Мы довольно сильно удалились от виллы и теперь миновали северные городские ворота. Тропинка расширилась, превратившись в проезжую дорогу, и здесь к нам снова присоединились Леонардо и Джулиано – красивейшие из всех жизнелюбов. Дальше мы поехали в ряд вчетвером.

– Сегодня мне приснился престранный сон, – вымолвила я. – Меня от него до сих пор дрожь пробирает. Во сне я был женщиной.

– Действительно странный сон, – подтвердил Джулиано.

Леонардо пытливо глядел на меня.

– И эта женщина породила, – продолжила я, – нет, не младенца, а демона, который начал ее же пожирать по частям.

– Ужасно! – воскликнул Лоренцо.

– Это еще не все, – настойчиво продолжала я. – Меня уже почти съели, оставалась одна голова, но, прежде чем чудище пожрало и ее, я собралась с силами и духом, разинула рот – так широко, что челюсти развело в разные стороны, – и сама проглотила демона в один присест! Тут я проснулся и… по большой нужде навалил целую кучу!

Все покатились от хохота, а затем вдруг примолкли.

– Что с тобой, Джулиано? – осведомился Лоренцо. – У тебя глаза какие-то загадочные…

– Я тоже видел сегодня сон…

И Джулиано поведал нам его с непривычной для него обстоятельной сдержанностью, словно о чем-то неизмеримо важном.

– Снилось мне, будто я шел по Понте алле Грацие и меня застигла на нем жестокая гроза. Сон был наподобие яви, и я отчетливо ощущал, как по моим рукам и лицу свирепо хлещет дождь. Молнии освещали небо, и вокруг все было видно как днем.
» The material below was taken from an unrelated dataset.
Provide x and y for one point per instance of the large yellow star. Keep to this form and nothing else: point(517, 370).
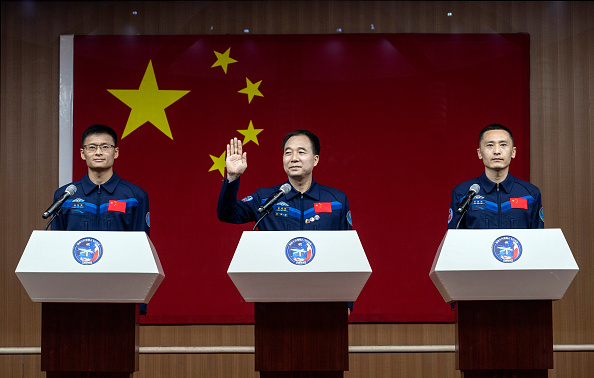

Вдоль реки ветер вздымал тучи пыли, срывал с деревьев листья и целые ветки. Вдруг я увидел, как песок и гравий сбились в страшный смерч, который поднялся на невероятную высоту, расширяясь кверху, будто чудовищный гриб. Он сорвал кровлю с какого-то дворца и унес ее прочь!.. – Глаза Джулиано азартно блестели, словно его и вправду затянуло в смерч собственного повествования. – Неистовство стихии повергло меня в ужас, но я вдруг решил – так, от нечего делать – посмотреть, что творится внизу, за перилами моста. И мне предстало жуткое зрелище! Наша Арно… – он запнулся, не находя нужного слова, – кипела… Она превратилась в сплошной огромный водоворот. Я подумал: «Спасайся! Беги подальше отсюда!» – и хотел уже уносить ноги, но они меня не слушались. В этот момент…

Я поймала себя на том, что неотрывно смотрю на Джулиано и, затаив дыхание, вслушиваюсь в его ночной кошмар.

– …Мост подо мной осел и провалился, и через миг надо мной сомкнулись волны! Нет, я не совсем скрылся под водой: я то погружался, то выныривал, а бурлящий поток кружил меня и швырял безжалостно из стороны в сторону. – Джулиано смолк, затем прошептал:

– В том сне я погиб.

– Так не бывает, – возразил Лоренцо. – Во сне нельзя погибнуть.

– Знаю, – еле слышно пробормотал Джулиано. – Но я там погиб. Утонул в потопе. Перед самым пробуждением – а проснулся я сам не свой – весь мир затянула чернота, и я понял, что я уже мертвец.